TRANSGENERATIONAL HAUNTING

by Fonya Lord Helm, PhD, ABPP

Long ago I read about a man who suffered from paralysis in his arm. He was completely unaware that his father had had his arm amputated as punishment for thievery. When the  patient was able to discover his father’s tragic history, he was able to understand his previously unconscious relationship with his father, and his paralysis evaporated.  He no longer needed to stay connected to his father in that way.

“Transgenerational haunting,” is a phrase first used by Abraham and Torok, two French psychoanalysts, for the transmission of trauma from one generation to another.  It occurs as part of the history of all people and cultures.  The parents’s experiences affect the inner lives of their children and grandchildren, and cultural trauma is reworked in complex ways by succeeding generations of that culture. 

The most traumatic experiences are the hardest to integrate since they create a state of shock and a need not to know, in spite of actually having memories in the body and mind.  The experience of feeling can get dissociated and foreclosed.  Later, the known trauma emerges in a different form since it is only disavowed, not destroyed.

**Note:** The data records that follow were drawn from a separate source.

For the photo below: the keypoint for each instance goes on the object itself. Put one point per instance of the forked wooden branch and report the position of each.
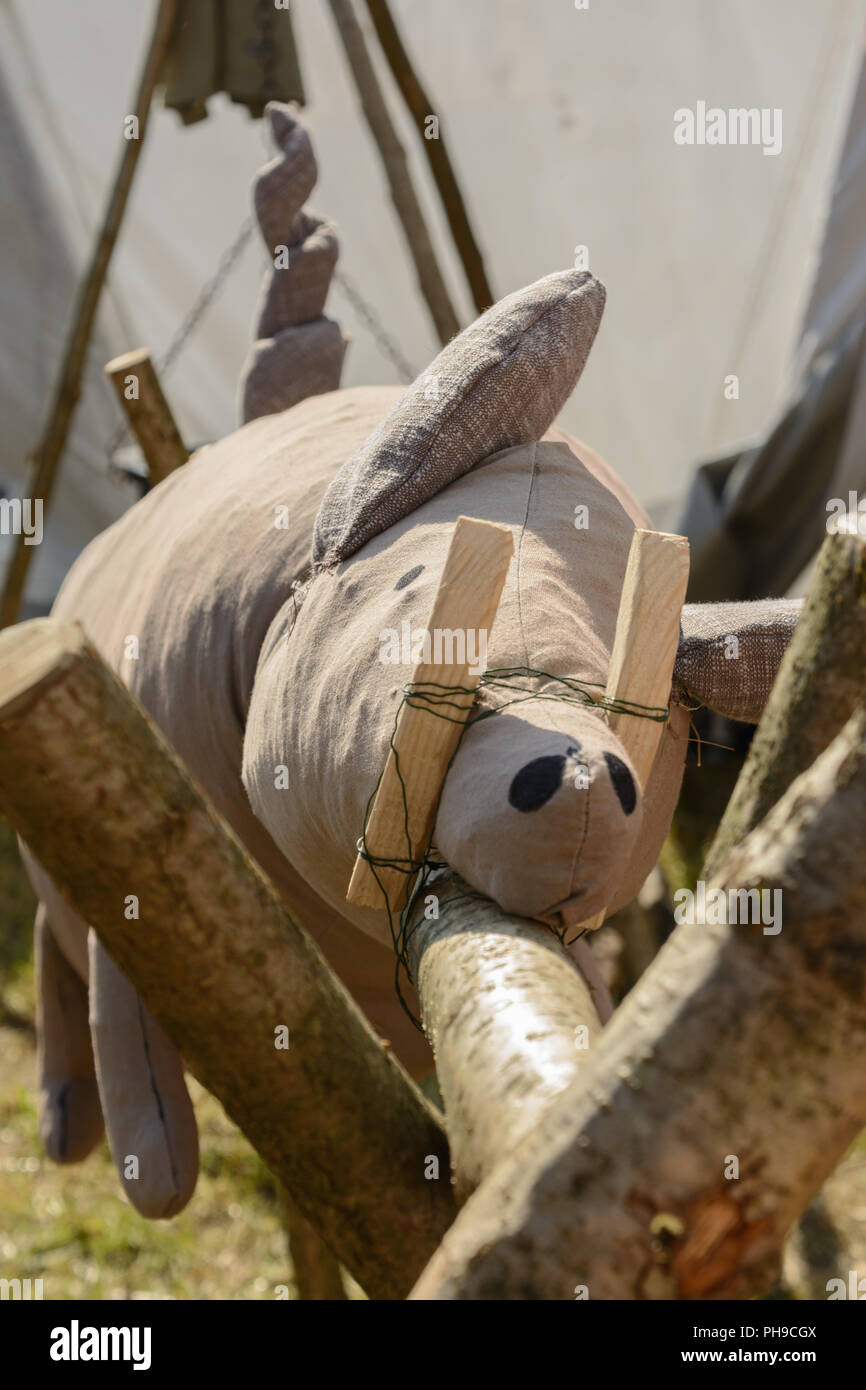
(403, 811)
(708, 1116)
(109, 811)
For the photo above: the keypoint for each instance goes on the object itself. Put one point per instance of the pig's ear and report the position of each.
(499, 382)
(730, 653)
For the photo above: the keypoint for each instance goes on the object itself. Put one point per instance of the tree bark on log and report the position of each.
(109, 811)
(508, 1015)
(820, 683)
(396, 168)
(317, 1276)
(736, 1054)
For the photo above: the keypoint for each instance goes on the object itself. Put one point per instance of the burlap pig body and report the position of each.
(284, 708)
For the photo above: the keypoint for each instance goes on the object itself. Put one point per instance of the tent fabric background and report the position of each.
(755, 517)
(560, 125)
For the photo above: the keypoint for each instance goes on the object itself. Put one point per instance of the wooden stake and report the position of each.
(620, 1184)
(148, 412)
(45, 460)
(466, 605)
(645, 648)
(396, 168)
(109, 809)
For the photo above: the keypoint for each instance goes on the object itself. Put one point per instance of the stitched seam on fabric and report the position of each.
(519, 565)
(451, 409)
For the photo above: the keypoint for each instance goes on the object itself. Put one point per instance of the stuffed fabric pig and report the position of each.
(282, 698)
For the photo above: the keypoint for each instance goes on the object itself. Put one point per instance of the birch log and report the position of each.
(109, 811)
(820, 681)
(509, 1018)
(723, 1093)
(45, 462)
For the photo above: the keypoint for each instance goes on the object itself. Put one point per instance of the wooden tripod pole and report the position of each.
(396, 168)
(45, 460)
(441, 167)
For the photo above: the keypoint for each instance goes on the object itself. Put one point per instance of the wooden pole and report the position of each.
(509, 1018)
(421, 107)
(402, 816)
(141, 395)
(723, 1093)
(109, 811)
(45, 460)
(820, 683)
(396, 168)
(645, 648)
(317, 1275)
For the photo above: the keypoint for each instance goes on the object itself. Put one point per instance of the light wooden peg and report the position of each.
(466, 602)
(645, 648)
(148, 412)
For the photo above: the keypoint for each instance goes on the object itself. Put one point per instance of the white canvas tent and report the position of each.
(560, 124)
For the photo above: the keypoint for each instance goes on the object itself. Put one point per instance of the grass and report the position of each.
(74, 1229)
(72, 1226)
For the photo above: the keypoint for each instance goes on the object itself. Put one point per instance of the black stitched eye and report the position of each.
(623, 783)
(537, 781)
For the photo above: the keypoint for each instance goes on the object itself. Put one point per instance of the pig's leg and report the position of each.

Sometimes, the indication that something bad has happened appears in a way that is truly mystifying and seems to make no sense.  A  mother held her newborn baby out from her body with her arms very stiff, instead of cuddling her baby in the usual way.  It turned out that her own mother, the baby’s grandmother, had broken both arms shortly before she, the mother, was born.  When the mother was a baby, she was held by the grandmother in the same way, with stiff outstretched arms, because it was the only way she was able to do it.